Ma boite à outil Node.js

Voilà le genre d’article qui peut servir à tout le monde, et qui peut devenir une formidable opportunité d’échange pour moi si vous venez partager vos propres « batbelt » en commentaire. Donc n’hésitez pas :)

Je travaille au quotidien avec Node.js (à tel point que j’ai presque oublié comment ça marchait côté client ;)), et vous imaginez donc que j’ai des millions d’outils super bien gaulés pour me faciliter la vie au quotidien. Raté ! Il y en a finalement assez peu, et ce sont les grands classiques que vous connaissez déjà probablement. Mais qui sait, si ce n’est pas le cas, ce post pourrait changer un petit bout de votre vie !

Séance bookmarks, c’est parti.

Gestion du code

Côté vomissage de lignes de code, c’est Sublime Text (j’essaie régulièrement les alternatives, c’est vraiment le seul qui a la réactivité et le rendu qui me conviennent) avec quelques plugins :

Pour le versionning c’est évidemment Git, avec les git-extras pour les commandes git ignore et git touch. Parmi mes alias, ce sont ceux-là que j’utilise vraiment tout le temps :

alias gst='git status'
alias ga='git add -p'
alias gc='git commit -v'
alias gco='git checkout'

Je commite toujours mon code avec git add -p ce qui me permet de relire le diff morceau par morceau avant commit, de détecter (et d’ignorer) d’éventuels morceaux de débug oubliés.

Exécution

J’utilise nvm pour installer node et npm :

curl https://raw.githubusercontent.com/creationix/nvm/v0.15.0/install.sh | bash
nvm install 0.11
nvm alias dev 0.11
nvm install 0.10
nvm alias default 0.10
 
# Switch
nvm use default
nvm use dev

Pour exécuter mon code, c’est supervisor :

npm install -g supervisor
 
# lancer un script qui redémarre automatiquement quand je modifie un .js ou .json
supervisor -e 'js,json' -i 'public,test' -- script.js [options]

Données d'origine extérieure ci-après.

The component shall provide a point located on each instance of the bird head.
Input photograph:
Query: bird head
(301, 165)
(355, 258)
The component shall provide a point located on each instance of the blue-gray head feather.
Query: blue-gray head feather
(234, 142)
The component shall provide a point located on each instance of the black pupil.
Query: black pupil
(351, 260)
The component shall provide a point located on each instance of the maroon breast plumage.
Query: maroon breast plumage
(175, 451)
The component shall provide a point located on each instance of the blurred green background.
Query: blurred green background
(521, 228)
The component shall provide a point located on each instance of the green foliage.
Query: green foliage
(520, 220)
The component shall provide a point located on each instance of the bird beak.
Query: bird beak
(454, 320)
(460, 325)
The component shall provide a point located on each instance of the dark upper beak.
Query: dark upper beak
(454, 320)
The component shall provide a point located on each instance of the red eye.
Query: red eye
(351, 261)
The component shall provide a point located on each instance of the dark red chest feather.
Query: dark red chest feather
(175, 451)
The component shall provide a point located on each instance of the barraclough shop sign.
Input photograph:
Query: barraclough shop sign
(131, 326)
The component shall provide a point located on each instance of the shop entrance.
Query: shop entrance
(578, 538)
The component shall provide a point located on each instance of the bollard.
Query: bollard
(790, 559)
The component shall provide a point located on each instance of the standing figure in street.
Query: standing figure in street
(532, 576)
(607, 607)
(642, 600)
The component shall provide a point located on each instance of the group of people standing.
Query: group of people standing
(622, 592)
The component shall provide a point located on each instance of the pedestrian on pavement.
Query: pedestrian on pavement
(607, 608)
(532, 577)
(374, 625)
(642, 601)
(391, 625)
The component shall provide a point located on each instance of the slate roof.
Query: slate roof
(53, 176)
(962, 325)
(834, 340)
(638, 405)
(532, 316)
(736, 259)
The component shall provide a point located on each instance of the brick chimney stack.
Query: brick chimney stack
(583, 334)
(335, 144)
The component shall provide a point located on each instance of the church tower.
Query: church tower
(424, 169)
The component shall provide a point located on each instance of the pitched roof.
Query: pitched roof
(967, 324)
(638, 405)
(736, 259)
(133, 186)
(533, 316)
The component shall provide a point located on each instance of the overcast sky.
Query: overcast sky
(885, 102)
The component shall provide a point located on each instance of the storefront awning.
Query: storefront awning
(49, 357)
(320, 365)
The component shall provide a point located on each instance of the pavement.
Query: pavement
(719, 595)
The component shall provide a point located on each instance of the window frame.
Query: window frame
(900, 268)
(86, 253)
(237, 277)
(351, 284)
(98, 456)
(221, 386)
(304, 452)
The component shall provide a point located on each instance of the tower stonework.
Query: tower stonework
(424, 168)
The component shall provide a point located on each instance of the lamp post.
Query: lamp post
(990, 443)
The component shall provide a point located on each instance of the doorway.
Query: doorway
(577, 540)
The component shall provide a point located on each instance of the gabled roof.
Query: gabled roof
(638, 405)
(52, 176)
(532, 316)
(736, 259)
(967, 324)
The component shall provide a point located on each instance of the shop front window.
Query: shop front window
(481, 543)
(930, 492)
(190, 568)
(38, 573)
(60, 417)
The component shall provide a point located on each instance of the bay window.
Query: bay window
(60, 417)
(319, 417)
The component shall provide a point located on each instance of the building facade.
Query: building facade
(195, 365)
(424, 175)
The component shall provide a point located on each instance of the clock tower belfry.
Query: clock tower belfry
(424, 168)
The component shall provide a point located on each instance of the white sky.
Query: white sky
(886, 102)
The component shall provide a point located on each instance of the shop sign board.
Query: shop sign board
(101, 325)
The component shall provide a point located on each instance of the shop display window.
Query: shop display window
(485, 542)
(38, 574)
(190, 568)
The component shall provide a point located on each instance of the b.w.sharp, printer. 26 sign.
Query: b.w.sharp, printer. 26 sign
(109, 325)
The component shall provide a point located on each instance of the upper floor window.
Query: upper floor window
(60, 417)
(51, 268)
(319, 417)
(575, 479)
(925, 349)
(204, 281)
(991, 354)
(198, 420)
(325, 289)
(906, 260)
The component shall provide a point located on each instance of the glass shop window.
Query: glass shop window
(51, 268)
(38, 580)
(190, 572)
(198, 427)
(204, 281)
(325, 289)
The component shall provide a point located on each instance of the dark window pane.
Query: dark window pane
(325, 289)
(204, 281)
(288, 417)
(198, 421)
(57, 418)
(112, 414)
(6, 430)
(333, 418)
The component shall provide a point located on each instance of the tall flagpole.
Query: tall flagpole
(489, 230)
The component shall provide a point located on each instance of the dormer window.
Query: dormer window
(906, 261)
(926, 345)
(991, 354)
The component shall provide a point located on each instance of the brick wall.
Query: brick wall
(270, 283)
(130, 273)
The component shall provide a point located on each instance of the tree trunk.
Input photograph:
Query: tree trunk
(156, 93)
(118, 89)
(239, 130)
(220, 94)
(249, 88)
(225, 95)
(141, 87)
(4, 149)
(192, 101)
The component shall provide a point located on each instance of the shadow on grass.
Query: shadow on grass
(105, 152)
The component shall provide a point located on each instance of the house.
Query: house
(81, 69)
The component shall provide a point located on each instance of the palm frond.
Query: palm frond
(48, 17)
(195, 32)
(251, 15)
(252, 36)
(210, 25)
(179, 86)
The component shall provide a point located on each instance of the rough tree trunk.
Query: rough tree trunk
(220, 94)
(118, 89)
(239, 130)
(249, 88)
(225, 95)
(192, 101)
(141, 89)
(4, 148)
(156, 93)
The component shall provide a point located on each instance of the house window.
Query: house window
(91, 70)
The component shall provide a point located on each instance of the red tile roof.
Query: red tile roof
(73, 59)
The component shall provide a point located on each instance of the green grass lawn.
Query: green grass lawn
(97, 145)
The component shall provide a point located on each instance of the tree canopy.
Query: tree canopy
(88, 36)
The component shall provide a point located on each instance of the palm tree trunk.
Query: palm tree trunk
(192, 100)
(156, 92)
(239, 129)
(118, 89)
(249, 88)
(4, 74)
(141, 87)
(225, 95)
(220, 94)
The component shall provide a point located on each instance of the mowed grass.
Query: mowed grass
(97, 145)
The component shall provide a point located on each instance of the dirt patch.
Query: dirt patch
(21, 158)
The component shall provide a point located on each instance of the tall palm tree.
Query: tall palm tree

J’ai joué avec docker sans être convaincu pour l’instant (nvm fait tellement bien le job, et pour les autres services comme les BDDs je n’ai encore pas eu besoin de cohabitation), et j’ai également testé pm2 pour la gestion de process mais sur machine de dév c’est plus encombrant qu’autre chose au final. Par contre je l’utiliserai pour ma prochaine mise en production (jusqu’à présent c’était supervisord ou Phusion Passenger qui tenaient ce rôle).

Debugging

Côté debugging l’écosystème node n’est pas le plus glorieux, mais on a quand-même node-inspector qui fait le taf. On pourra faire de l’analyse pas à pas, poser des breakpoints et même éditer le code directement dans la fenêtre de debugging.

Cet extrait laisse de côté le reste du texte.